## Hyun-il Lim## |

CPU | RAM | Operating system | Language | Benchmark software set |
---|---|---|---|---|

Core i7-4790 | 16 GB | MS Windows 7 | Python, Scikit-learn | Java software, Jakarta ORO, ANTLR |

Table 2 shows the specification of the benchmark software for this experiment. We have independently used benchmark software sets for training and evaluation. The Java application, ANTLR [27], has been used as a training dataset for building linear regression models for interlaced features from the original training data. We generated the test dataset to evaluate the proposed approach from Jakarta ORO [28]. To reflect similar versions of software for classification, we have used the Smokescreen obfuscator to generate similar but modified versions of original benchmark software. Smokescreen changes the name used in software and modifies the control flow structures and instruction patterns of the software to modify the original program into a similar but obfuscated version that is difficult to understand. In other words, the Smokescreen obfuscator can transform an original program into similar versions with modified structures. The numbers of datasets we used for training and testing are 13,689 and 2,500, respectively. From the benchmark software, the code vectors were generated and compared with each other to generate the input data of the proposed multiple linear regression model.

Table 2.

Training data | Test data | |
---|---|---|

Software data | ANTLR 3.5.2 | Jakarta ORO 2.0.8 |

Number of class files | 117 | 50 |

Maximum number of bytecodes | 1,646 | 923 |

Average number of bytecodes | 172 | 144 |

Number of datasets | 13,689 | 2,500 |

Table 3 shows experimental results for the combined interlaced data model as compared to a conventional linear regression model that is presented in [14]. Three strands of interlaced data were used, and the total number of test datasets was 2,500. The proposed model was a combination of three models trained with the interlaced feature data. The results of software similarity classification were evaluated as correct if the results achieved with a model could classify similar and dissimilar software correctly. In the experimental results for the conventional linear regression model, 2,252 classifications were correct out of 2,500 test data items, for overall classification accuracy of 90.08%. For the proposed model, 2,356 classifications were correct out of 2,500, so the classification accuracy was 94.24%, which was significantly more accurate than the conventional linear regression model. Based on these experimental results, we conclude that the proposed approach is more effective than conventional linear regression for classifying similar software.

Table 3.

Conventional linear regression model [14] | Proposed model using interlaced data | |
---|---|---|

Number of interlaced datasets | 1 | 3 |

Total number of classifications | 2,500 | 2,500 |

Number of correct classifications | 2,252 | 2,356 |

Overall accuracy (%) | 90.08 | 94.24 |

From the experimental results, the classification accuracy of the proposed approach was about four percentage points higher than that of the conventional method. Moreover, the numbers of false positives and false negatives decreased in the proposed approach as well. This enhanced performance was to be expected: the conventional method produces only one classification model that is then trained with the original training data, so that noise values within the training data may lead the model to make incorrect classifications for similar software. The advantage of the method proposed in this paper is that it distributes the effects on classification results of feature values, including noise values, by separating the original data into several interlaced datasets. Since the interlaced datasets are generated by alternately extracting features from the original training data, the scope of the effect on classification results of interlaced data is limited to the particular linear regression model to which the data belong. Moreover, combining multiple linear regression models trained with interlaced data can produce more reliable results in classifying similar software.
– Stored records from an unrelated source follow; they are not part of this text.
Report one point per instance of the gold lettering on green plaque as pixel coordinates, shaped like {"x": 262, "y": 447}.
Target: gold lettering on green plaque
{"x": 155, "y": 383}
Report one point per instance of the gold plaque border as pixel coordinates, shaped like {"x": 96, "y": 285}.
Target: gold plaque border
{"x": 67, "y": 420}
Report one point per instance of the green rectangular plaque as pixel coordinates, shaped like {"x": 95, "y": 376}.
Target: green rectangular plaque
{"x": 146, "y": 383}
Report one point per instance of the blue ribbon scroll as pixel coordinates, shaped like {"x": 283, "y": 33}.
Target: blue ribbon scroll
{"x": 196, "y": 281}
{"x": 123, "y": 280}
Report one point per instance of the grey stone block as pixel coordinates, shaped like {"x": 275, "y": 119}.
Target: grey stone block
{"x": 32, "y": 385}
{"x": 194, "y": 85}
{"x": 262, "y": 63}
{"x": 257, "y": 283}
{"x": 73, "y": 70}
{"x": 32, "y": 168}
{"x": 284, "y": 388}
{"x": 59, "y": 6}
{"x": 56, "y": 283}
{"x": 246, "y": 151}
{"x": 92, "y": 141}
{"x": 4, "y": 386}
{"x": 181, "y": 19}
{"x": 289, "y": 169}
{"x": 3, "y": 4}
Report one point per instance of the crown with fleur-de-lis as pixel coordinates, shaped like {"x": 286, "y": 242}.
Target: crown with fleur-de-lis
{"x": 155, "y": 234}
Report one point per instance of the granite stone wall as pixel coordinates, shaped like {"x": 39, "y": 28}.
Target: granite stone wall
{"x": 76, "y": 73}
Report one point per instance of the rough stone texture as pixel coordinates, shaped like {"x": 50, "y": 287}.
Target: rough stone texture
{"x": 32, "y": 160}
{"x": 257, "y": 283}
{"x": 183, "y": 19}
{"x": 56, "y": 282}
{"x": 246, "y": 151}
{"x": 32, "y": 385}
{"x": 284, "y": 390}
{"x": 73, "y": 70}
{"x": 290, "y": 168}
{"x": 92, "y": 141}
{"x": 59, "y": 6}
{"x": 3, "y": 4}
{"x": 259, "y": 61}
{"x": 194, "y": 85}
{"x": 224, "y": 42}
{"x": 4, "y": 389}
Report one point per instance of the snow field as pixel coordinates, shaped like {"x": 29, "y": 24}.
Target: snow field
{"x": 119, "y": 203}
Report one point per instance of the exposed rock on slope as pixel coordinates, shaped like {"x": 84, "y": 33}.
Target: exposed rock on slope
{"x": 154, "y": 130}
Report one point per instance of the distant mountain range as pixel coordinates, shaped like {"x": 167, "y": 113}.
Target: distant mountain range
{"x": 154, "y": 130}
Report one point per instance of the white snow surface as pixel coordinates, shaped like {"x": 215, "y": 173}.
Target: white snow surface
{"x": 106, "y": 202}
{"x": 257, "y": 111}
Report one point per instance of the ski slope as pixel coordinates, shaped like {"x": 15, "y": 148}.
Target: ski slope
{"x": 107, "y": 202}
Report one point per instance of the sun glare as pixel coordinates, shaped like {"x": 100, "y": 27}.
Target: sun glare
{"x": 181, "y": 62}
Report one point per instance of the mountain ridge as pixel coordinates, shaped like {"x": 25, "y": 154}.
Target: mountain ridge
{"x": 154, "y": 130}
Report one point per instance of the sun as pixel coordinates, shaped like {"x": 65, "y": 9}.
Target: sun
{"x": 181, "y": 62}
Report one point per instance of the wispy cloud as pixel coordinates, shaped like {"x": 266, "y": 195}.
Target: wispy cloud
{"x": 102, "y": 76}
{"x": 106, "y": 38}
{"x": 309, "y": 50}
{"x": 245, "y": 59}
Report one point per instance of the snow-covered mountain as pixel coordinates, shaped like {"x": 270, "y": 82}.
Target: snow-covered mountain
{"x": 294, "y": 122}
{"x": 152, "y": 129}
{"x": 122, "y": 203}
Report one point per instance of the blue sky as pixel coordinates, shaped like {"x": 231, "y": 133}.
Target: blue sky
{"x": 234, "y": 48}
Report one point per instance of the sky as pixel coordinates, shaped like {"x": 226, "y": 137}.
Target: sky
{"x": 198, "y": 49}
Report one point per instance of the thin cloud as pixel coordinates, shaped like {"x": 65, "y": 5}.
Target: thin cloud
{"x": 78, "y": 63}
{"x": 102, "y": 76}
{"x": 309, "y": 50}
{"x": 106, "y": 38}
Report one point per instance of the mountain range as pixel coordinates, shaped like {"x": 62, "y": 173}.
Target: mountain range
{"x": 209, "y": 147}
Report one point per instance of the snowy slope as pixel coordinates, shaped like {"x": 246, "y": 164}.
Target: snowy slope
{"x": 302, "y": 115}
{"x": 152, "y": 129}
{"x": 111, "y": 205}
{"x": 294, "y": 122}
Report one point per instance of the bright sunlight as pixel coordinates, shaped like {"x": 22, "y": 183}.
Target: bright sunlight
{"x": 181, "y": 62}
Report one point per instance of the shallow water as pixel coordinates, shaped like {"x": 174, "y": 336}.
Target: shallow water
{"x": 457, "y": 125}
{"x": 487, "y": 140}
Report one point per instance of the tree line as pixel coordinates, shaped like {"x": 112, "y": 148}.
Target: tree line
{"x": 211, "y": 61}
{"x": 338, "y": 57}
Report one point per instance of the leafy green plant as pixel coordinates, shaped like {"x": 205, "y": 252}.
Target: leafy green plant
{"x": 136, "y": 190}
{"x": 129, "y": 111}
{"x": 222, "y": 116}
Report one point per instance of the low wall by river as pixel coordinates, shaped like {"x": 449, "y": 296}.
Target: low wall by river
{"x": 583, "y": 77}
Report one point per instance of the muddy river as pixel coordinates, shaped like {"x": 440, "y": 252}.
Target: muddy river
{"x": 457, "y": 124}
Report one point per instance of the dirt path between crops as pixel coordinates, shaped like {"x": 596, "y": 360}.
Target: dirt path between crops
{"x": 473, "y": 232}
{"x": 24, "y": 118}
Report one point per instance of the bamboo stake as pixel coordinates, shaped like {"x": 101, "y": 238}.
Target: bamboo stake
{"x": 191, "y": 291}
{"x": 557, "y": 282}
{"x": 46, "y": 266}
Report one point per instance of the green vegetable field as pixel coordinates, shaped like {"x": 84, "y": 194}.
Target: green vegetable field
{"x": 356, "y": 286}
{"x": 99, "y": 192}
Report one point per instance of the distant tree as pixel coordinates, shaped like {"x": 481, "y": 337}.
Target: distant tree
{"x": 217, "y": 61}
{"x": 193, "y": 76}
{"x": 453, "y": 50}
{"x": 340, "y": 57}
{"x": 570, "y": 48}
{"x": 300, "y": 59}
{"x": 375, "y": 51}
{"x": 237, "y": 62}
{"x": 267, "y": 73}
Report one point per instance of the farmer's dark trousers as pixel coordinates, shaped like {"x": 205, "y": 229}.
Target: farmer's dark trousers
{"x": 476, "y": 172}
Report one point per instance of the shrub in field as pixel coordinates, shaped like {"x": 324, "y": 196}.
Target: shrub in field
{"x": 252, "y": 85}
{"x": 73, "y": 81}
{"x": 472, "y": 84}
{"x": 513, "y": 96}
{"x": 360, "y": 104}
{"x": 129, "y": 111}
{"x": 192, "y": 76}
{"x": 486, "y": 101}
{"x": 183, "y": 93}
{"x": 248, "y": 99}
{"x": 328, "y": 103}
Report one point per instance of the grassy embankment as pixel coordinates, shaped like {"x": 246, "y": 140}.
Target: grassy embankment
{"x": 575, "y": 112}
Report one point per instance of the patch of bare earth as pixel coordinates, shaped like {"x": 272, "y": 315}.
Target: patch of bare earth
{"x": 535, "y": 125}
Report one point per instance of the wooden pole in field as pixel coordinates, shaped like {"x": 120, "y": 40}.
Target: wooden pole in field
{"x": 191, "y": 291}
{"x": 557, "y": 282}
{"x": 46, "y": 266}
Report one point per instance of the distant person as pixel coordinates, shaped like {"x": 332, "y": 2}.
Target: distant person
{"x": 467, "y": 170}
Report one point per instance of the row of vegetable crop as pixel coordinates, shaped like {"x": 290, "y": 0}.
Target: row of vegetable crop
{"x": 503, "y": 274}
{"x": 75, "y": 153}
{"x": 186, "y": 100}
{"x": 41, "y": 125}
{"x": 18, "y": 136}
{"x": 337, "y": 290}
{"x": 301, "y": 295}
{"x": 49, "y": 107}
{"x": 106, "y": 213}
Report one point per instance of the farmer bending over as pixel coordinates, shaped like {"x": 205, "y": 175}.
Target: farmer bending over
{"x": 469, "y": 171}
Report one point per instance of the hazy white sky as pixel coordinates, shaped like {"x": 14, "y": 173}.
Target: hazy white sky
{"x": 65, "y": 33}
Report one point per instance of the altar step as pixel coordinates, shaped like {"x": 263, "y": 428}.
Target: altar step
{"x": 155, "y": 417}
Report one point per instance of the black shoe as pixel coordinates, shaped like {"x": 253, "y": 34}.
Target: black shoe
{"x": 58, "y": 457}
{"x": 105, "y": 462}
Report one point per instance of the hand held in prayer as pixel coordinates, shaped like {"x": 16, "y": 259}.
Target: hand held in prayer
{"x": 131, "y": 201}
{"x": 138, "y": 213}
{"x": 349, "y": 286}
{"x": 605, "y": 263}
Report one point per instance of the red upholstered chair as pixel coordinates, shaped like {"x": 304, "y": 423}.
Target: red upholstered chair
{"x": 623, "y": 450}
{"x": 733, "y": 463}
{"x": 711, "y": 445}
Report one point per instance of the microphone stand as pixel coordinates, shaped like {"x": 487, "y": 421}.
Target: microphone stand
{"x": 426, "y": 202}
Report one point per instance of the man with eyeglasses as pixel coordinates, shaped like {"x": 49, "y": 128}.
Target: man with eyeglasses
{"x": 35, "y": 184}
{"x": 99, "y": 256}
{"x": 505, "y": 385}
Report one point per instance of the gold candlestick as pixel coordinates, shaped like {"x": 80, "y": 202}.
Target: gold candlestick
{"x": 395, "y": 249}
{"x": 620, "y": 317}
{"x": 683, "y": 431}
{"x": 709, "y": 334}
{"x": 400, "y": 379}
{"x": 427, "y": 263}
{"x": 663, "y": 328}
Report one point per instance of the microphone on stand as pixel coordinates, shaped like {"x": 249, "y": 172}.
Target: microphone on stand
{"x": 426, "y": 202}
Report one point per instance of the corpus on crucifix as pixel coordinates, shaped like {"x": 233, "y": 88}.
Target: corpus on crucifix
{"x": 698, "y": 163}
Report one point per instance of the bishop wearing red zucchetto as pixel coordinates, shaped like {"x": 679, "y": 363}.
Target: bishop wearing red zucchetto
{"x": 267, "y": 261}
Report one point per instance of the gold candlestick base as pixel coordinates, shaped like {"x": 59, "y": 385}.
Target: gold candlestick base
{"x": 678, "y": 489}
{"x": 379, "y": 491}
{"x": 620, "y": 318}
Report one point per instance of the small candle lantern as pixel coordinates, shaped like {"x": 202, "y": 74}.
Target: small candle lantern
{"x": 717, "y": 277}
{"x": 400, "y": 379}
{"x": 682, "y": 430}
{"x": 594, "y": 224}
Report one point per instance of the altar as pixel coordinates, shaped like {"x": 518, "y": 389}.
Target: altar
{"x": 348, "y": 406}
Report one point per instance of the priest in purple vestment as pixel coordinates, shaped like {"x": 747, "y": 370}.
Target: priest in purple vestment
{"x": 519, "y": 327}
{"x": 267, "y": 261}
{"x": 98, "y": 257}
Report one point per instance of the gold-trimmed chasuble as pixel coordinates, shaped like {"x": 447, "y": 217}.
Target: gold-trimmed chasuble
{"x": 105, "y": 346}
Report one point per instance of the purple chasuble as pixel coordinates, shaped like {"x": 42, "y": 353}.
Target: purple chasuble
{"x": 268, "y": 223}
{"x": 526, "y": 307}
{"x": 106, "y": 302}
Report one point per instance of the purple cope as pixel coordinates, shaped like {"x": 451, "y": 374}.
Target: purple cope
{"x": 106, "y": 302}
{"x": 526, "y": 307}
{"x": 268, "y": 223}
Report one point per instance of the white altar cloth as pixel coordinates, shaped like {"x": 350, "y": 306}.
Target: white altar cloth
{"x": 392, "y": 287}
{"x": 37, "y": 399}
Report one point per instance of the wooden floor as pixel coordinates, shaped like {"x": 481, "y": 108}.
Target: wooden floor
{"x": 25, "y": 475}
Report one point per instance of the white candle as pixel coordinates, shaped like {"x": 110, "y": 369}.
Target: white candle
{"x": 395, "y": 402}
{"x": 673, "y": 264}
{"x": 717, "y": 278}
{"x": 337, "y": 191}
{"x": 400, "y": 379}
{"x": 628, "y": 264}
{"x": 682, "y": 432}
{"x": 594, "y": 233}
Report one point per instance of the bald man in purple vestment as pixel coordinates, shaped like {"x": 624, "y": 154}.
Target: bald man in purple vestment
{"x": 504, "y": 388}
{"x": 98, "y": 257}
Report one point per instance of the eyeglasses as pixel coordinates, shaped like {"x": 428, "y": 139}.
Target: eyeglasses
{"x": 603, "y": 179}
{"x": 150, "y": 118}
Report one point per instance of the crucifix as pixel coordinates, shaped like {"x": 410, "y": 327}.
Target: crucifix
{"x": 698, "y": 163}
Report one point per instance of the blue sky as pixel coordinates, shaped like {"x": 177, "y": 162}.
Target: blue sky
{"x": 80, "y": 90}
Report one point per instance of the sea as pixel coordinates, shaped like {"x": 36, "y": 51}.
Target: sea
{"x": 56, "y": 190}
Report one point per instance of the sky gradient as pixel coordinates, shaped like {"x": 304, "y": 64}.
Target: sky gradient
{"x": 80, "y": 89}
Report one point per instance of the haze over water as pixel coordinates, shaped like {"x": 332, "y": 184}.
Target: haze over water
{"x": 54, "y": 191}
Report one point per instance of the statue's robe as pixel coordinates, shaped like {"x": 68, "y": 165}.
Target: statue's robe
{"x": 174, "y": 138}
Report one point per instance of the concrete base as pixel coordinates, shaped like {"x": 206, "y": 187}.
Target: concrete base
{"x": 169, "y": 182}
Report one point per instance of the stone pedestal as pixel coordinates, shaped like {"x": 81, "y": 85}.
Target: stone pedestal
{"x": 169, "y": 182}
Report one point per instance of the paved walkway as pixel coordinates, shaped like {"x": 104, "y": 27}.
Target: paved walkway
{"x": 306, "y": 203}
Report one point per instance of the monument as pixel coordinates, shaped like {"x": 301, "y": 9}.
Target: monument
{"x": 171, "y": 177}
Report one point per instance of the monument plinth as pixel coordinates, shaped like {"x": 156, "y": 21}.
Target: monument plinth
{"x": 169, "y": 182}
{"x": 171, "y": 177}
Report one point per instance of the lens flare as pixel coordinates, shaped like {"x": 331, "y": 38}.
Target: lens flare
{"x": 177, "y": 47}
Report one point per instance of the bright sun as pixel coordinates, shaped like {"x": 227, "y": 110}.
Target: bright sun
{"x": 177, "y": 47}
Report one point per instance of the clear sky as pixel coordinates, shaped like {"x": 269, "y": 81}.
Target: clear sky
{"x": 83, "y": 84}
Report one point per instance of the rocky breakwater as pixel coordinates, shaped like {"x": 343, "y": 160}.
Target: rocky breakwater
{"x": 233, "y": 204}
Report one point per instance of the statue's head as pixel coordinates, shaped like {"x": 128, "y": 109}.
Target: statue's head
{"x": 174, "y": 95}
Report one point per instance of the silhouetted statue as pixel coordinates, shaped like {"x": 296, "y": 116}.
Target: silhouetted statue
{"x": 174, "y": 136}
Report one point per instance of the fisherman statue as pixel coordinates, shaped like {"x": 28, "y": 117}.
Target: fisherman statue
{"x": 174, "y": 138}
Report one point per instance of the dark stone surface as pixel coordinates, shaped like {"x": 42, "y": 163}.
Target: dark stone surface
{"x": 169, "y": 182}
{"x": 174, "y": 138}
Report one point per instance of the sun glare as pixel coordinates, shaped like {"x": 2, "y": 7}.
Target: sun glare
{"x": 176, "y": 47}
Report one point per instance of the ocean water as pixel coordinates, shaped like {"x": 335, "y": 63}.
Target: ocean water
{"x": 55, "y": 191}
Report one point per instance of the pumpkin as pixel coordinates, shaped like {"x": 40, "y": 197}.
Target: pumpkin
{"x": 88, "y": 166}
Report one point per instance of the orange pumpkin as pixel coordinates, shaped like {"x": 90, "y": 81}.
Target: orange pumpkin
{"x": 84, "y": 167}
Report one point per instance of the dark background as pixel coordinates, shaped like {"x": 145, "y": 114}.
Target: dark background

In the experimental results, the proposed linear regression model with interlaced data improved the accuracy of the results in classifying similar software. This confirmed that separating the effects of the feature values of training data helps improving the classification accuracy of similar software in the linear regression approach. More generally, the proposed method of interlacing data can be effective at improving the accuracy of linear regression whenever training data contain noise feature values. The application of multiple models with interlaced data is anticipated to design improved linear regression models that reduce estimation errors in classification problems.

In this section, the existing methods for software similarity analysis are discussed. Table 4 shows the related work on software similarity analysis. According to the approaches for analyzing the similarity of software, the methods are classified into five groups. The source code analysis is optimized for source code comparison through neural networks [21,22], k-NN [23], or token strings [29]. These methods are limited to apply in environments where the source code of software is available. Software birthmark means the inherent characteristics of software that can be used to distinguish different software. This approach analyzes various characteristics of software, such as runtime API call sequences [1], whole program path [4], static information of Java software [5], k-gram of opcode [30], or dynamic opcode n-gram [31]. The analyzed birthmarks express the inherent characteristics of software and the birthmarks are compared to distinguish different software. This approach requires designing specific code analysis algorithms to extract the birthmark data based on information of interest. Similarly, the value-based approach focuses on the specific values of static or dynamic environments, such as features of API calls [6], the semantics of basic blocks [32], critical runtime value [33], or program logic [34]. Machine learning-based methods apply several approaches of machine learning to analyze the similarity of software, such as linear regression [14], support vector machine [17], and neural networks [20,24].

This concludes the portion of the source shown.